A data model is an abstract conceptual formulation of information that explictly determines the structure of data and allows software and people to communicate and interpret data precisely. [source](http://en.wikipedia.org/wiki/Data_model)

### provenance

Provenance is information about entities, activities, and people involved in producing a piece of data or thing, which can be used to form assessments about its quality, reliability or trustworthiness.

## What is PROV-DM?

[PROV-DM](http://www.w3.org/TR/prov-dm/) is the conceptual data model that forms a basis for the W3C provenance (PROV) [family of specifications](http://www.w3.org/2011/prov/wiki/WorkingDrafts).

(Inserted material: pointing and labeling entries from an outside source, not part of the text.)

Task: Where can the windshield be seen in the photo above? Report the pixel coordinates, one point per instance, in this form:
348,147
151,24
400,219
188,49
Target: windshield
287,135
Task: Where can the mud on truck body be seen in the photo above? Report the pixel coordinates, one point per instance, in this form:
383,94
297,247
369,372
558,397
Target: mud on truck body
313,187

PROV-DM is organized in six components, respectively dealing with: (1) [entities and activities](http://www.w3.org/TR/prov-dm/#section-entity-activity), and the time at which they were created, used, or ended; (2) [derivations](http://www.w3.org/TR/prov-dm/#section-derivation) of entities from entities; (3) [agents](http://www.w3.org/TR/prov-dm/#section-agents-attribution-association-delegation) bearing responsibility for entities that were generated and activities that happened; (4) a notion of [bundle](http://www.w3.org/TR/prov-dm/#section-provenance-of-provnance), a mechanism to support provenance of provenance; (5) [properties to link entities](http://www.w3.org/TR/prov-dm/#section-prov-extended-mechanisms) that refer to the same thing; and, (6) [collections](http://www.w3.org/TR/prov-dm/#section-collections) forming a logical structure for its members [Source: PROV-DM](http://www.w3.org/TR/prov-dm/).

## What is NI-DM?

NI-DM is formulated as a domain specific extension of PROV-DM to specifically and simultaneously address data and provenance in neuroimaging. Currently, NI-DM maps identically to PROV-DM and domain specific extensions are captured as object models on top of PROV-DM.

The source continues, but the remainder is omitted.